William Shomos, Richard H. Larson Distinguished Professor of Music and director of opera, said Houser’s achievement is an important milestone in her career.
“So many of our music graduates are doing great work. It’s not always high-profile, but so much of it is very important. I think of all the wonderful music teachers who are transforming students’ lives in the elementary and high schools of Nebraska and throughout the country,” Shomos said. “But now and then, one of our graduates accomplishes something that is both important and very high-profile. Singing a principal role at the Metropolitan Opera in New York City is about as high-profile as anything gets in this business.”
While at Nebraska, Houser was a voice student of Kate Butler and had leading roles in opera productions here, including “Romeo and Juliet” and “Rigoletto.”
“We are all so proud of the work Jeni has achieved since graduating and offer our heartiest congratulations on this milestone,” Shomos said.
Houser said the role of The Queen of the Night is a challenging one. In “The Magic Flute,” the Queen of the Night persuades Prince Tamino to rescue her daughter Pamina from captivity under the high priest Sarastro, but Tamino learns more about Sarastro and wants to join the community.

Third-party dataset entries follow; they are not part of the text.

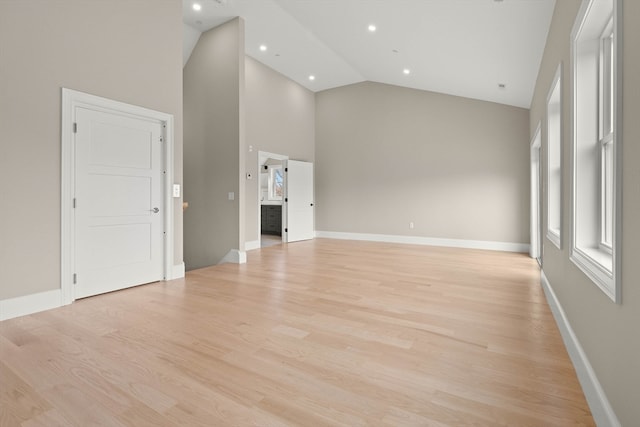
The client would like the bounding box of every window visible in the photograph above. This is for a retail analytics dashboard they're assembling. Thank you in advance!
[571,0,622,302]
[598,19,614,252]
[547,66,562,248]
[269,166,284,200]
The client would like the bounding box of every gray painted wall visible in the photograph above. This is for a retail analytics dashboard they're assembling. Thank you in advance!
[530,0,640,426]
[316,82,529,243]
[0,0,182,299]
[184,19,245,270]
[245,57,315,241]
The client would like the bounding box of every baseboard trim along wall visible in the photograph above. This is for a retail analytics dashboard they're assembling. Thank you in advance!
[540,271,620,427]
[218,249,247,264]
[244,240,260,251]
[0,289,63,321]
[0,263,185,321]
[316,231,529,253]
[167,262,185,280]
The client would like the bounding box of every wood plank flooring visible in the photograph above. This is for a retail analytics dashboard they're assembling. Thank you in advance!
[0,239,594,427]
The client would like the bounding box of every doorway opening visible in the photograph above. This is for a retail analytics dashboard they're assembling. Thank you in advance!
[530,124,542,265]
[61,88,176,304]
[258,151,289,248]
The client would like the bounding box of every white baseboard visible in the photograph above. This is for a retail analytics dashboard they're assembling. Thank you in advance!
[244,240,260,251]
[0,289,63,320]
[167,262,185,280]
[540,271,620,427]
[218,249,247,264]
[316,231,529,253]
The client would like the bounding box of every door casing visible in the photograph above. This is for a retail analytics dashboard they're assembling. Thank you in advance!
[60,88,174,305]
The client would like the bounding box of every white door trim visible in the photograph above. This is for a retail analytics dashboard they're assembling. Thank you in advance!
[529,123,542,260]
[60,88,174,305]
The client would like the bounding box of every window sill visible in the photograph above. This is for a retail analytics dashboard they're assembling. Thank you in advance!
[570,247,618,302]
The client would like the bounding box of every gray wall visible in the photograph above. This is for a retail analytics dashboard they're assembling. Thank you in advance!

Tamino and Pamina are challenged through initiations but are triumphant, and the Queen is vanquished.
“(The Queen) sings one of the most famous pieces in all of classical music and certainly in opera,” Houser said. “There’s a certain amount of pressure to bring fire and rage to that rage aria ‘Der Hölle Rache’ to make sure that the intonation is on and that all of the fireworks are really impactful.”
Currently based in Madison, Wisconsin, Houser has performed professionally around the United States since she received her master’s degree from the University of Nebraska–Lincoln. Prior to coming to Nebraska, Houser received her bachelor’s degree from Lawrence University, and then lived and taught in New York City.
“I met Professor Butler, and she said, ‘If you want to get an advanced degree, I think that my studio might be a good fit for you. I think that UNL might be a good fit for you. You could get some stage experience, which you don’t really have, and we can work on connections in the business and figure out what kind of repertoire you want to sing,’” Houser said.
Her time at Nebraska helped launch her professional opera career.
“I really hadn’t done any opera before,” Houser said. “I got to do some huge roles, which were a really big challenge for me. And Bill Shomos led me through that. And Professor Butler taught me how to prepare a role and guided me through the preparation and all the vocal work. And then Bill was really there teaching me how to move on stage and how to interact with people.”
Her advice to young singers is to be motivated and to be inspired.
“The opera lifestyle can be a real challenge,” Houser said. “I think what has gotten me through some of the tough times is being really motivated by what I’m doing. I think that if you don’t find it to be really inspiring, it would be hard to stay in this field. The lifestyle can be a challenge. The travel can be tough. I think digging into whatever it is for a young singer that inspires them is the key, and finding ways to stay motivated and always feel like you’re learning and growing. From there, anything is possible.”
Houser will be returning to Lincoln in March to present a workshop with Jay Colwell of Singing Body Clinic that focuses on physical awareness and body work for singers.
“We’re doing a masterclass on that, and I’m going to sing a little bit as part of that and do a question-and-answer session with some of the singers at UNL, so I’m very excited about that,” Houser said.